Сейчас мои коллеги семейные терапевты все еще работают с уже третьим-четвертым поколением людей, травмированных семейной тайной, страдающих от чувства «потери корней». Вот их типичные высказывания: «Словно я кого-то потерял и горюю, но не знаю, кого», «С моей семьей что-то не так, она не такая, как надо», «Я не могу быть счастливым со своими детьми, как будто все время смотрю не на них, а назад, в прошлое» и т. п. Очень часто потомки обретают душевный покой, только восстановив воспоминания о прабабушках-прадедушках, вынужденно вычеркнутых из семейной памяти и долгие годы запрещенных к упоминанию, поплакав над их найденными в дальнем углу чердака фотографиями или письмами[2].
Немало времени понадобилось, чтобы стали осознаваться все последствия сохранения тайны усыновления ребенка. На первый взгляд, все просто: пусть он забудет прошлое и «плохих» родителей, как страшный сон, и растет счастливо, уверенный, что у него все как у всех, что он обычный родной и любимый ребенок мамы с папой. Многие семьи шли по этому пути, и все вроде получалось. Ребенок такой маленький, такой доверчивый – разве трудно ему внушить то, что нам нужно? Где-то умолчать, где-то отшутиться, где-то немного приврать, вот и получится славно.
Однако вот что вспоминают сами приемные дети, дети, которые жили, по мнению родителей, «в счастливом неведенье».

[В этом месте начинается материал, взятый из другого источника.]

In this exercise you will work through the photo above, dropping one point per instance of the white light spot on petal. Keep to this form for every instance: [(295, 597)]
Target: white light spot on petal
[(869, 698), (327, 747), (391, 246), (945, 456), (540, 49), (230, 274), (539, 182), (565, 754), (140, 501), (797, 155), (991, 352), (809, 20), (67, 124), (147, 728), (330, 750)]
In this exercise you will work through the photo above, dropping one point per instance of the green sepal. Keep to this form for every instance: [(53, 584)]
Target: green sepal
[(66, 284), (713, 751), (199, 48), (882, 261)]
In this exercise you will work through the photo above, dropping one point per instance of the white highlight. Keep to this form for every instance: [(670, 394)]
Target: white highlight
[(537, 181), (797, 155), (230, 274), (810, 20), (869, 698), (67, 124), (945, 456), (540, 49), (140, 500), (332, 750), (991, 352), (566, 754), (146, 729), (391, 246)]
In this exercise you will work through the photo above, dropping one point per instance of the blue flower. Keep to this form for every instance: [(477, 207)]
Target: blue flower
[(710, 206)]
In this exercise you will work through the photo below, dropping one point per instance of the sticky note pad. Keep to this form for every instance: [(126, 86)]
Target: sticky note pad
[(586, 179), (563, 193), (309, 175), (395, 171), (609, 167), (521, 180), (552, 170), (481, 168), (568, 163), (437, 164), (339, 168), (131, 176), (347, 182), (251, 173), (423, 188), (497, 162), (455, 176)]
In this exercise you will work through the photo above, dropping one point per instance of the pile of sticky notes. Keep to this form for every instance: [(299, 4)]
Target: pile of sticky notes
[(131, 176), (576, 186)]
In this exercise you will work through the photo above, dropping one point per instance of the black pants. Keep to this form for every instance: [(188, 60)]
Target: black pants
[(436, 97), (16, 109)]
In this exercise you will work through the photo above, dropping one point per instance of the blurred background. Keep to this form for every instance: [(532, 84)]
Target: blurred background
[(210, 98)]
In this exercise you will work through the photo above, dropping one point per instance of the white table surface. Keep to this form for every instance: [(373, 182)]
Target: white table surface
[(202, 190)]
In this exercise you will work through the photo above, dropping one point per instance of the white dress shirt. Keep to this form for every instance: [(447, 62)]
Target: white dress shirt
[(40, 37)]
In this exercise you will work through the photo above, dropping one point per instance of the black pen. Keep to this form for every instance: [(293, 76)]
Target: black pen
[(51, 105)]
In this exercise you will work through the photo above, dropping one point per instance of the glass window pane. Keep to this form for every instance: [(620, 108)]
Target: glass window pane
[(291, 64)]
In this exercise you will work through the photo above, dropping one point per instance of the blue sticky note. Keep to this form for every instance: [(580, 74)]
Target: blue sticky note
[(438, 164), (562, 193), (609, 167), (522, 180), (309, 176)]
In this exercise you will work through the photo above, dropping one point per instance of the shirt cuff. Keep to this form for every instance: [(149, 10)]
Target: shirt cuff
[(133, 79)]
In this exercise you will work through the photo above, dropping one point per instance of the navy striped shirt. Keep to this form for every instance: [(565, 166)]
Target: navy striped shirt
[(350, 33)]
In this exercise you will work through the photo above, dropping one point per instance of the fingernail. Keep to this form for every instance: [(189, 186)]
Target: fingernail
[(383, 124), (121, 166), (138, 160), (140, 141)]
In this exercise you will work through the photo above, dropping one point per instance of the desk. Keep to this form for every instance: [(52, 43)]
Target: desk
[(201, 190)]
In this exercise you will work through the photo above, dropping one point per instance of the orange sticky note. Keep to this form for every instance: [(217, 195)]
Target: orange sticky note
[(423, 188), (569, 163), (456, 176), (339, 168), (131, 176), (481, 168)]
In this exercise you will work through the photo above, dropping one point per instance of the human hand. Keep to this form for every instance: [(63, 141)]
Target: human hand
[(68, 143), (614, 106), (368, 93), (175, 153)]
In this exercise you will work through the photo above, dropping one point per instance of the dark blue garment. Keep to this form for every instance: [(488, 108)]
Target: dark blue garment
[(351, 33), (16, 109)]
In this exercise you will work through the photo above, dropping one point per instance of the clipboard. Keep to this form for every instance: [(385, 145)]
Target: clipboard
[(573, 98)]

«Вроде бы как нет начала»[3]
«О том, что я не родной ребенок, я узнала рано. В подготовительной группе детского сада. В течение жизни два раза спрашивала: правда ли это? Мама все отрицала. Когда мне стукнуло 33, я задала этот вопрос еще раз. И тогда мама мне рассказала. Я столько лет догадывалась, и почти знала об этом. Открытая правда меня сразила, я испытала бурю, шквал чувств. Я не думала, что это так перевернет меня. Три года мне понадобилось, чтобы понять и принять решение искать или не искать биомаму. Да, искать. Мне надоело ощущение точки нуля. Ощущение как будто каждый день заново. Ну, вроде бы как нет начала».
«Я не помню детства, но испытываю боль и помню стойкое ощущение одиночества, похожего на мрак, как замороженность, и оцепенение, и желание убежать от этого, либо спрятаться и замереть. Сейчас я могу это описать, а в детстве я не понимала, что со мной не так».
«Наркоз очень похож на то, что я ощущаю из детства. Пришлось пережить пару операций под общим наркозом. Приходишь в себя и сразу накрывает боль тела. Ты еще не сообразил: где? как? что? Организм тебе сигнализирует, что с ним и как было. А я не помню, я же под наркозом была. Потихоньку идет выздоровление, а недели через 3-4 после операции накрывает сильная депрессия. Теперь я знаю, что это последствие пережитого во время операции. Клетки и тело помнят, и мозг где-то там помнит, только я не помню, лишь чувствую последствия того, что происходило. Так было, видимо, и тогда, когда биомама меня оставила».
В этих рассказах есть поразительно точный образ. Попытка сохранить от ребенка тайну его происхождения больше всего похожа именно на наркоз, искусственное отключение сознания с целью избавить от боли. Как всякий наркоз, этот тоже небезвреден и небезопасен, и, избавляя от ощущения боли, не избавляет от самой травмы, но при этом мешает человеку понять, почему ему плохо, мешает получить помощь, ведь сама боль из его памяти вытеснена.
Очень многие приемные дети, оставленные матерями с рождения, даже те, кому никто ничего не говорил и не намекал, вспоминают об этом чувстве «пустоты вначале». Они говорят, что «не понимали, откуда взялись», ощущали себя «нецелыми», «словно с дырой внутри», «как будто внутри, в глубине что-то очень болит, хотя непонятно, что и почему». Многие из них уже во взрослом возрасте отмечают у себя «синдром годовщины» – резкое ухудшение самочувствия и настроения в первые дни и недели после дня рождения, никак не связанные с реальными обстоятельствами жизни чувство тоски, страха, одиночества, депрессию, нежелание жить. Облегчение приносит только осознание того, что это эмоциональная память пережитого давным-давно ужаса оставленного матерью ребенка, и это дает возможность утешить себя или обратиться за помощью.